Note: Dataset directory must contain raw/ subdirectory with class folders.


Execution Flow

1. Detect Dataset Info

# Scan raw/ directory
data_dir/raw/
  ├── class1/
  ├── class2/
  └── class3/

# Detect:
# - dataset_name: "my_dataset" (from data_dir name)
# - num_classes: 3 (count class folders)
# - class_names: ["class1", "class2", "class3"]

2. Prompt for Settings (Interactive Mode)

Model Architecture [resnet18]:
Batch size [4]:
Number of epochs [25]:
Learning rate [0.001]:
Number of CV folds [5]:

3. Generate Configuration

# Load template (ml_src/config_template.yaml)
# Fill in detected values:
config['data']['dataset_name'] = 'my_dataset'
config['data']['data_dir'] = 'data/my_dataset'
config['model']['num_classes'] = 3
config['model']['architecture'] = 'resnet18'
# ... other settings from prompts

4. Save Configuration

# Default output
configs/my_dataset_config.yaml

# Or custom location
ml-init-config --data_dir data/my_dataset --output path/to/config.yaml

Output

Console Output:

2025-10-05 01:25:00 | INFO     | Scanning dataset directory: data/my_dataset
2025-10-05 01:25:00 | SUCCESS  | Detected dataset: my_dataset
2025-10-05 01:25:00 | INFO     | Number of classes: 3
2025-10-05 01:25:00 | INFO     | Classes: class1, class2, class3

Configuration Settings
============================================================

Model Architecture [resnet18]:
Batch size [4]:
Number of epochs [25]:
Learning rate [0.001]:
Number of CV folds [5]:

2025-10-05 01:25:15 | SUCCESS  | Configuration saved to: configs/my_dataset_config.yaml

Configuration Summary
============================================================
Dataset:      my_dataset
Classes:      3 (class1, class2, class3)
Architecture: resnet18
Batch size:   4
Epochs:       25
Learning rate: 0.001
============================================================

Next steps:
  1. (Optional) Edit config: configs/my_dataset_config.yaml
  2. Train model: ml-train --config configs/my_dataset_config.yaml


Use Cases

Scenario 1: New Dataset Setup

# Organize data
mkdir -p data/animals/raw/{cats,dogs,birds}
# ... add images

# Generate config automatically
ml-init-config --data_dir data/animals

# Config created at: configs/animals_config.yaml

Scenario 2: Quick Start (Non-Interactive)

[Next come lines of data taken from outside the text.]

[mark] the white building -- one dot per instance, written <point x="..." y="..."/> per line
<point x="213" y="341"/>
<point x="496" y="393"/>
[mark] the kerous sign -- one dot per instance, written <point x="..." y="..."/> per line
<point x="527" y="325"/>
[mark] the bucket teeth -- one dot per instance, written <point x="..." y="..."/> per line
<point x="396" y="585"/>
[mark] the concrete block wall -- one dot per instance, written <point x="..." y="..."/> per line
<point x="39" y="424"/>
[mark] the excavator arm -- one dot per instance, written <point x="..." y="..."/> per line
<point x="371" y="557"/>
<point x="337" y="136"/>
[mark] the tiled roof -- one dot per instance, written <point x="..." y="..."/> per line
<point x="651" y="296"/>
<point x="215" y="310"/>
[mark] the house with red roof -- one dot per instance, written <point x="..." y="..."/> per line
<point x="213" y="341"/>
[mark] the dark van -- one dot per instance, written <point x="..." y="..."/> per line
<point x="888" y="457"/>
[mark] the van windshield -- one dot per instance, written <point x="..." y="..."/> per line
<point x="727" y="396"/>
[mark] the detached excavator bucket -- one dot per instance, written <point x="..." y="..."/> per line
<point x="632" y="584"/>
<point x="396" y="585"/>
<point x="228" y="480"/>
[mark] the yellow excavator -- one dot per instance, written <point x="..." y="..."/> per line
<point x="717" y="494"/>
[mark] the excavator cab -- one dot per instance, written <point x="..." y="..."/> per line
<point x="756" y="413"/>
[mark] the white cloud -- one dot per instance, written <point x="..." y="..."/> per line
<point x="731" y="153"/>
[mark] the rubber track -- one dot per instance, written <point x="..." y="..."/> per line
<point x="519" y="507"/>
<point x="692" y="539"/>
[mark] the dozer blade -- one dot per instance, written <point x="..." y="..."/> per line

# Use defaults without prompts
ml-init-config --data_dir data/my_dataset --yes

# Immediately train
ml-train --config configs/my_dataset_config.yaml

Scenario 3: Custom Settings

# Specify all settings via CLI
ml-init-config --data_dir data/my_dataset \
  --architecture efficientnet_b0 \
  --batch_size 32 \
  --num_epochs 100 \
  --lr 0.001 \
  --yes


ml-train - Training Script

Purpose

Orchestrates the complete training pipeline from configuration to final evaluation.

Key Responsibilities

  1. Parse CLI arguments and load/override configuration
  2. Create organized run directories based on hyperparameter overrides
  3. Setup logging infrastructure (console + file)
  4. Initialize all components:
  5. Datasets and DataLoaders
  6. Model architecture
  7. Optimizer and scheduler
  8. Loss function
  9. Execute training loop via trainer.py with TensorBoard logging
  10. Support training resumption from checkpoints

CLI Arguments

ml-train \
  --config ml_src/config_template.yaml \          # Config file path
--resume runs/hymenoptera_base_fold_0/last.pt \           # Resume from checkpoint
  --data_dir data/hymenoptera_data \     # Override data directory
  --batch_size 16 \                      # Override batch size
  --num_workers 4 \                      # Override worker count
  --num_epochs 25 \                      # Override epoch count
  --lr 0.01 \                            # Override learning rate
  --momentum 0.9 \                       # Override SGD momentum
  --step_size 7 \                        # Override LR step size
  --gamma 0.1 \                          # Override LR gamma
  --device cuda:0                        # Override device

All arguments are optional. Defaults come from config file.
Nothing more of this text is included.